In a warehouse about 30 miles north of Atlanta sit close to 700 Ted Cruz bobblehead dolls, boxed and sealed in airtight containers, loaded onto pallets, ready to go … nowhere, basically. The wobbly-noggined likenesses of Cruz, a former GOP presidential hopeful, are packed away next to nearly 7,000 Mitt Romney bobble­heads that never saw the light of day in 2012, after Republican nominee Romney lost the election to President Barack Obama.

Politics is fickle business, and so is the business of selling politically themed merchandise. Warren Royal, founder of Royal Bobbles and Bobbleheads.com, knows this well and has tried to better hedge his bets when commissioning and ordering figurines that take about 30 days to sculpt and then another 60 days to produce and get to market. “We sculpted a lot of different candidates this year who we thought were viable,” Royal says. “When it came down to the final few candidates on the Republican side, we had the [Donald] You-Know-Who and Ted Cruz figures. The day we received inventory on Cruz [May 3] was the day Cruz dropped out.”

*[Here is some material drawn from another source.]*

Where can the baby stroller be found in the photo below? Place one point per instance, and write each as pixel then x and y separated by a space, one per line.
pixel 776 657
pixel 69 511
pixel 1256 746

An impassioned electorate and the flood of media attention paid to the election provide a ripe opportunity for e-retailers that sell politically themed goods to acquire customers during the election cycle. They must be keen on their merchandising and marketing, and, like a candidate, be ready to roll with the punches—and capitalize on opportunities—if they want to come out on top.